Shortly before a sale, a customer ordered the remainders of men’s and ladies‘ shirts from you, to be delivered straight to a department store. The customer wants to offer the shirts at reduced prices. You are asked to affix a large label to each shirt, that shows the original sales price in normal black lettering crossed out, and below it in large red lettering the reduced sales price. Slacks and skirts have their own prices. dependent on size. The reduction is to be 20% off the original customer sales price.
For this you define a ticketing/labeling type Attach sales ticket/label in Customizing and use text types to assign all necessary specifications, such as customer sales price per grid value of the material, the 20% reduction = new customer sales price. For providing the added service, you charge your customer a 1.5% markup per item of the purchase order.
In the order, you specify this ticketing/labeling type and your charge code for each item. With the information in the text types, you could then create the labels in your warehouse via an external system and have them attached to the garments.
Packing
Here you define packing types to group all value-added services your customer expects you to provide for packing the materials in a special way before delivery. The customer may provide special packing material (for example cartons with the company logo) or you create them yourself in your warehouse according to your customer’s wishes.
Your customer may even specify how their order is packed in the cartons. In the system you can map special requests, such as separate packing of ladies‘ and men’s clothing, sorting the goods by dimensions (for example by size or color), via mix indicators which you then assign in the application per packing type.

A customer orders slacks and skirts and wants to receive them packed separately. Since the skirts are made of a more delicate material, you are asked to pack no more than ten in one carton. This you can specify in the system by defining a packing type VP1 (slacks and skirts separated) and a mix indicator, such as M1 (maximum number of skirts per carton = 10).

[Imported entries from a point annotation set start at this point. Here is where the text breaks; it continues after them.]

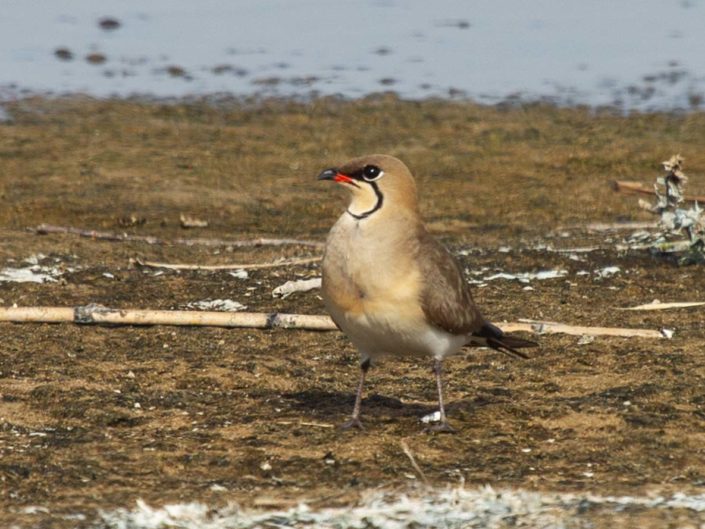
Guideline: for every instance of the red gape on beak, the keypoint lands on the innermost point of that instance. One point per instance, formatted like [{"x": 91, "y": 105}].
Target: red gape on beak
[
  {"x": 340, "y": 177},
  {"x": 336, "y": 176}
]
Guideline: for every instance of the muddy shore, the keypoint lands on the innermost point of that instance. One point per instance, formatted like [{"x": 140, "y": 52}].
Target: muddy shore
[{"x": 94, "y": 418}]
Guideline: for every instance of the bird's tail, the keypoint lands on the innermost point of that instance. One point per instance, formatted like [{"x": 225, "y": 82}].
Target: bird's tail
[{"x": 492, "y": 336}]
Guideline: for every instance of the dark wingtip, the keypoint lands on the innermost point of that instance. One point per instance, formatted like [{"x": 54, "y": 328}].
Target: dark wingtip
[{"x": 497, "y": 339}]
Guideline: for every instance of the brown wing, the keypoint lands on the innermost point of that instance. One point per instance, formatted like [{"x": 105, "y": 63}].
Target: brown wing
[{"x": 445, "y": 299}]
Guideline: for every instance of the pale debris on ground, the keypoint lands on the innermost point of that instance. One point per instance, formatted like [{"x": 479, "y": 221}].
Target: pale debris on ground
[
  {"x": 32, "y": 272},
  {"x": 299, "y": 285},
  {"x": 424, "y": 508}
]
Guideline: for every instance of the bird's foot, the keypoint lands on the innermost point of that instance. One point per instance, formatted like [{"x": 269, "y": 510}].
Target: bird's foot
[
  {"x": 352, "y": 423},
  {"x": 441, "y": 427}
]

In the application, you assign VP1 to the relevant materials and also specify M1 for this packing type.
Special Service
Here you the define special service types to group any possible other types of value-added services that may occur in your company.

Another customer orders slacks and skirts of a higher price category plus the same number of belts in matching sizes. The customer wants you to deliver the garments with belts already inserted. For this you define a special service type Insert belt and specify this in the order.